El esfuerzo por educarse
El sol del trópico de Capricornio es inclemente. Incluso, los niños duermen la siesta y esperan que la tarde avance para ir a bañarse al río Bermejo, de aguas a veces somnolientas y otras, briosas. El domingo comienza a finalizar y Manuela lamentaba, como todos los niños del mundo, porque al día siguiente debía ir a la escuela. Pero sus motivos son otros. “Nosotros somos los únicos que vamos sin zapatos”, lloriqueó. Muchos inconvenientes deben sortear los aborígenes para lograr escolarizarse. Desde que nacen, los pequeños wichís se comunican con su familia en la lengua tsemlockwat y eso provoca problemas de integración cuando ingresan a la escuela, tanto con los maestros como con los otros alumnos. “Es habitual que los nenes entiendan la mitad de las tareas que dicta la maestra y por eso se aburren, sacan malas notas y no quieren ir más a la escuela”, explicó Marcelo, uno de los pocos jóvenes wichís graduados en una escuela agrotécnica.

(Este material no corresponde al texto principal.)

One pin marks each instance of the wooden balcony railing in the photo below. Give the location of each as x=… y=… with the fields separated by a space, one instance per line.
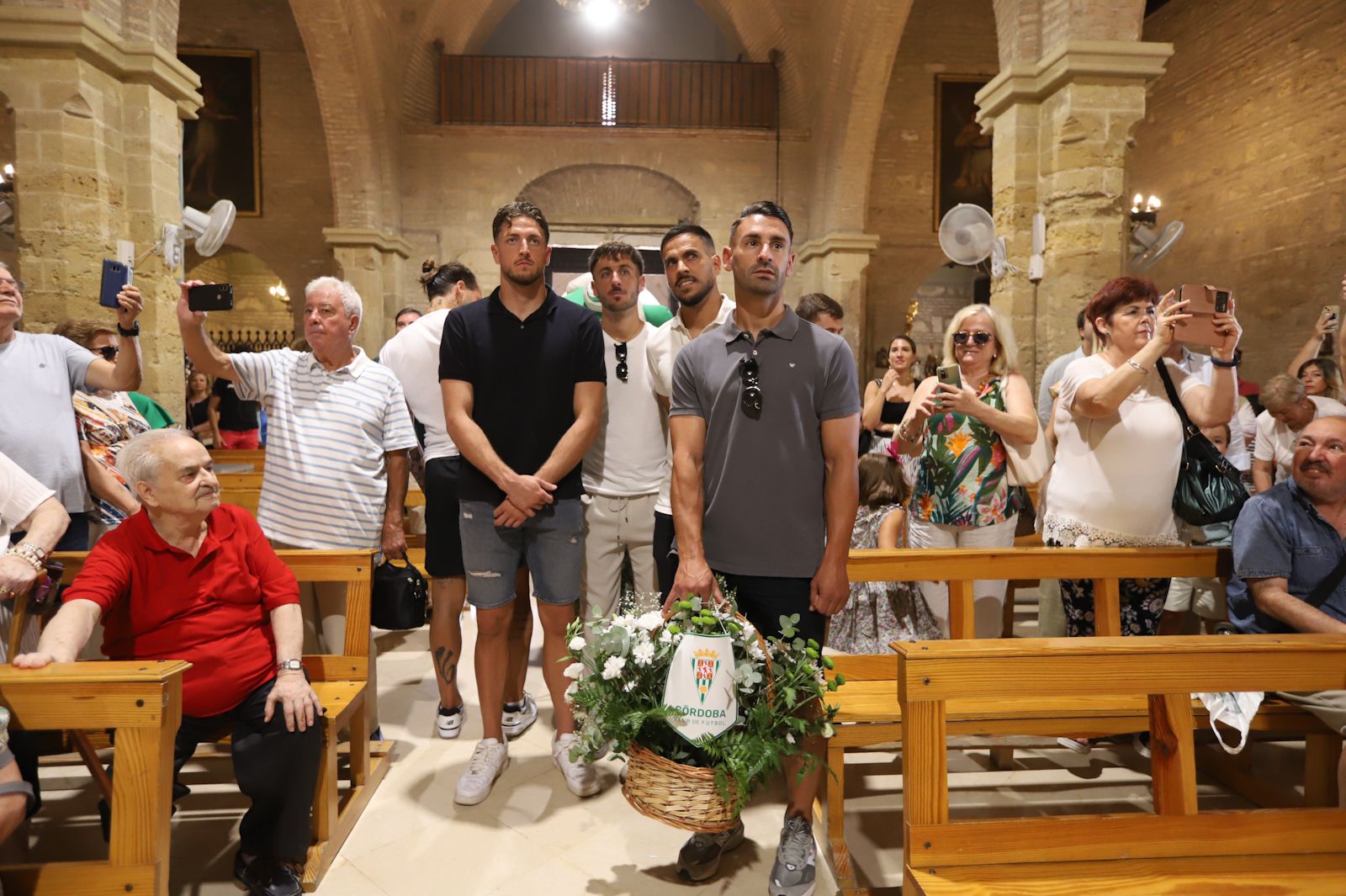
x=538 y=90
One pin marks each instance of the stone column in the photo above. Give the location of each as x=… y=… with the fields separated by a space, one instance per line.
x=374 y=262
x=835 y=264
x=1062 y=127
x=98 y=134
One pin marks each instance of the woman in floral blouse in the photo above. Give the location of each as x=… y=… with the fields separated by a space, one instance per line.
x=962 y=498
x=105 y=420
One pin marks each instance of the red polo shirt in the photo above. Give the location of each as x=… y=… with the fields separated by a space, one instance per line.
x=212 y=610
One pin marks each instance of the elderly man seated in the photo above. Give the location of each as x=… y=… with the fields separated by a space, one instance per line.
x=193 y=579
x=1290 y=560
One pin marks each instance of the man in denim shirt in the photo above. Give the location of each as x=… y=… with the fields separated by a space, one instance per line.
x=1289 y=540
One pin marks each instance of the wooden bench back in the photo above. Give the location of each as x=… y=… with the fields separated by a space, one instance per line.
x=1104 y=565
x=1168 y=671
x=350 y=567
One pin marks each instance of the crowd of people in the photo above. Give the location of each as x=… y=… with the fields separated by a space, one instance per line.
x=580 y=453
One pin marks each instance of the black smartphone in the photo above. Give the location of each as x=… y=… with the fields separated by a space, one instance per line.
x=116 y=278
x=212 y=296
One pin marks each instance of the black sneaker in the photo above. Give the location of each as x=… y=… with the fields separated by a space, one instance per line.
x=700 y=855
x=268 y=876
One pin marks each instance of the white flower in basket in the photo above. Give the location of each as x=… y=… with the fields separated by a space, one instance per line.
x=699 y=704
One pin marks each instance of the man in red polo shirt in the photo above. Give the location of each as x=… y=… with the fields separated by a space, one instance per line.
x=193 y=579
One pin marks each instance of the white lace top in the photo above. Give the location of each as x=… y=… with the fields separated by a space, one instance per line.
x=1112 y=485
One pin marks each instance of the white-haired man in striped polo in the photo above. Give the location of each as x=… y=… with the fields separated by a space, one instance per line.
x=338 y=432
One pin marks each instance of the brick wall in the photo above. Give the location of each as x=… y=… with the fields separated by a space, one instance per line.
x=940 y=38
x=295 y=177
x=1243 y=141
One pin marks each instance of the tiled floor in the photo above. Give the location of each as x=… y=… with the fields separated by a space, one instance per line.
x=532 y=835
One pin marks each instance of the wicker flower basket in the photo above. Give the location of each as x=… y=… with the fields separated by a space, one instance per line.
x=675 y=794
x=683 y=795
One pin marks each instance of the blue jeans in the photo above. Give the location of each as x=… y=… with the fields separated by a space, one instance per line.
x=551 y=543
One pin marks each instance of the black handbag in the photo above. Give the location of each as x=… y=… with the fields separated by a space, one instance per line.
x=399 y=597
x=1209 y=489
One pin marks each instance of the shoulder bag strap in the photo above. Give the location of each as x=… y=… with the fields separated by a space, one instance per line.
x=1173 y=397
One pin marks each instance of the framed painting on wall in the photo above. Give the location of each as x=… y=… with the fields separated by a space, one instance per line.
x=221 y=150
x=962 y=151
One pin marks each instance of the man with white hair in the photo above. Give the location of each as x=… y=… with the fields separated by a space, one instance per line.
x=195 y=581
x=336 y=474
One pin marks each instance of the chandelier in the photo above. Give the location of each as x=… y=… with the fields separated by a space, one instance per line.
x=603 y=7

A las dificultades idiomáticas se suman la pobreza con la que visten y calzan, la fuerte timidez y el recelo, herencia de años de persecución
El pueblo weenhayek en el chaco boliviano
Los wichís de nuestro país, Bolivia, son denominados weenhayek y se diferencian del resto por su variedad dialectal, incluyendo al grupo que vive en el área de la ciudad de Tartagal en Argentina
Aunque su situación parece ser un poco mejor sus demandas son las mismas y sus necesidades muy similares. Los weenhayek viven en Bolivia en las comunidades de San Antonio, Capirendita, Quebracheral, Algarrobal, San Bernardo, Villa Esperanza, Resistencia, Viscacheral y algunas otras otras, dentro de los municipios de Yacuiba, Villa Montes y Crevaux de la provincia Gran Chaco.

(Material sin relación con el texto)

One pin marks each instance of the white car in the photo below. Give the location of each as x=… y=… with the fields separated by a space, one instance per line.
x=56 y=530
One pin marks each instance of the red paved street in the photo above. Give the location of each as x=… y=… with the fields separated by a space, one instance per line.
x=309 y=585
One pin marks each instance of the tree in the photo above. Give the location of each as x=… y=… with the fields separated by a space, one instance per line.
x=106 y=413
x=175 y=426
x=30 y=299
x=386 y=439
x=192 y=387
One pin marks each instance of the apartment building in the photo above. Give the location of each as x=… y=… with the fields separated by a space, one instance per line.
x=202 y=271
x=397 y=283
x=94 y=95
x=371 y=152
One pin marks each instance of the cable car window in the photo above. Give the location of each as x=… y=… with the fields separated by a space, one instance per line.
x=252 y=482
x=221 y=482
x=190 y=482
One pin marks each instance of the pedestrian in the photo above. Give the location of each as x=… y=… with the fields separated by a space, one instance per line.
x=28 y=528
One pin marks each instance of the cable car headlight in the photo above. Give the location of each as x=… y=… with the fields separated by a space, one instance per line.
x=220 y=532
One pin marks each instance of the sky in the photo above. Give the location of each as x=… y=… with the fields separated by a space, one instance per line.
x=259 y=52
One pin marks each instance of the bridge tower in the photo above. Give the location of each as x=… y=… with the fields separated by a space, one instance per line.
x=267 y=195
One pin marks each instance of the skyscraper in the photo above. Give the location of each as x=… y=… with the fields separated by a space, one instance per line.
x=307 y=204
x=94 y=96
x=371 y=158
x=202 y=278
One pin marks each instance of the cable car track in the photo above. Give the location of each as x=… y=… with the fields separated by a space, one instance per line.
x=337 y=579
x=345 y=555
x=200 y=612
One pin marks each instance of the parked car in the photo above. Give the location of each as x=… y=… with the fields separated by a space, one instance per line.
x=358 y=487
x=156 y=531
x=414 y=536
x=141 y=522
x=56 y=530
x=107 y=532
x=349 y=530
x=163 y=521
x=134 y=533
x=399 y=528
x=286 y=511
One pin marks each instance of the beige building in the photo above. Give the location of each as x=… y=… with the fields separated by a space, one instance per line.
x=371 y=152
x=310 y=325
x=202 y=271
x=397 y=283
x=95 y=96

Tienen 22 comunidades y la Misión Sueca Libre en Villa Montes. La población que se auto-reconoció como weenhayek en el censo boliviano de 2001 fue de 973 personas. Este número aumentó a 3.322 en el censo de 2012.

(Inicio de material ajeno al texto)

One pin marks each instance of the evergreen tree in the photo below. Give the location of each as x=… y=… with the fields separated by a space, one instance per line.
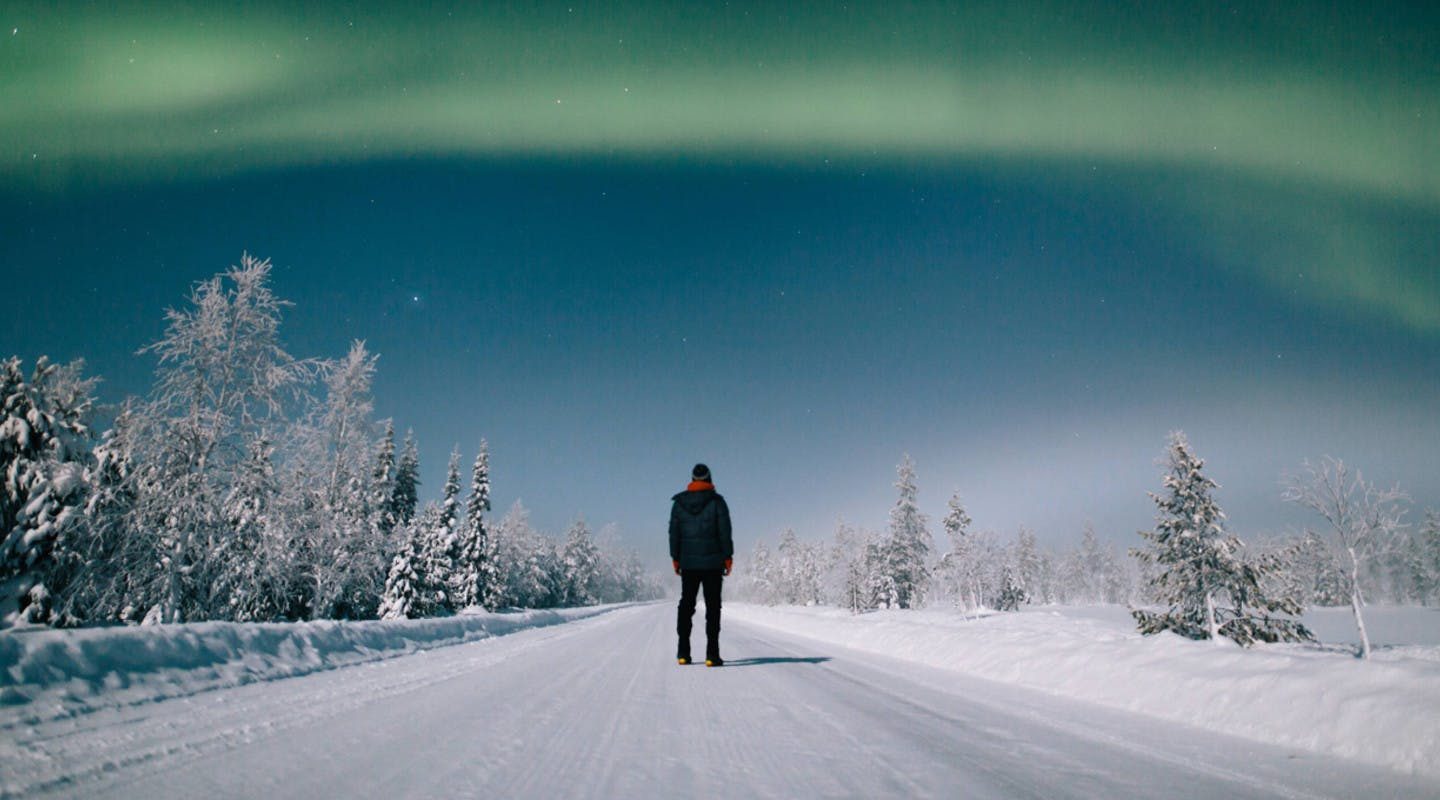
x=581 y=567
x=1028 y=566
x=471 y=570
x=405 y=498
x=441 y=538
x=382 y=482
x=1011 y=593
x=43 y=452
x=1429 y=538
x=1201 y=569
x=403 y=586
x=907 y=551
x=761 y=576
x=113 y=561
x=958 y=564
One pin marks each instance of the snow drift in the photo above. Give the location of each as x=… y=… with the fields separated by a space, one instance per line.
x=1321 y=698
x=46 y=674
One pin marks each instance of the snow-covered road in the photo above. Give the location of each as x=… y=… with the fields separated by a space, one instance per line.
x=598 y=708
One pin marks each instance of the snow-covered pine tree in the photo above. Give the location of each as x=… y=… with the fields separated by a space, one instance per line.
x=1011 y=593
x=257 y=574
x=579 y=567
x=382 y=484
x=441 y=538
x=1429 y=538
x=843 y=563
x=403 y=586
x=1362 y=521
x=471 y=571
x=1028 y=564
x=406 y=481
x=956 y=567
x=1201 y=566
x=43 y=452
x=761 y=576
x=798 y=571
x=907 y=550
x=113 y=560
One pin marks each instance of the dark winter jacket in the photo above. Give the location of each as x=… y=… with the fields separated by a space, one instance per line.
x=700 y=530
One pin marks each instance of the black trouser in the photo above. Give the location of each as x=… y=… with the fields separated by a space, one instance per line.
x=690 y=583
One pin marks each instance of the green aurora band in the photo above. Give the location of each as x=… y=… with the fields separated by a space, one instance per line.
x=1295 y=143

Su economía se basa en la pesca y aunque por la baja de ésta intentaron dedicarse a la agricultura, cientos de veces se dieron cuenta que no nacieron para eso. Al igual que los wichís sus niños también sufren por escolarizarse, hay sólo una escuela hasta grado de bachillerato y son muy pocos los que pueden acceder a ella.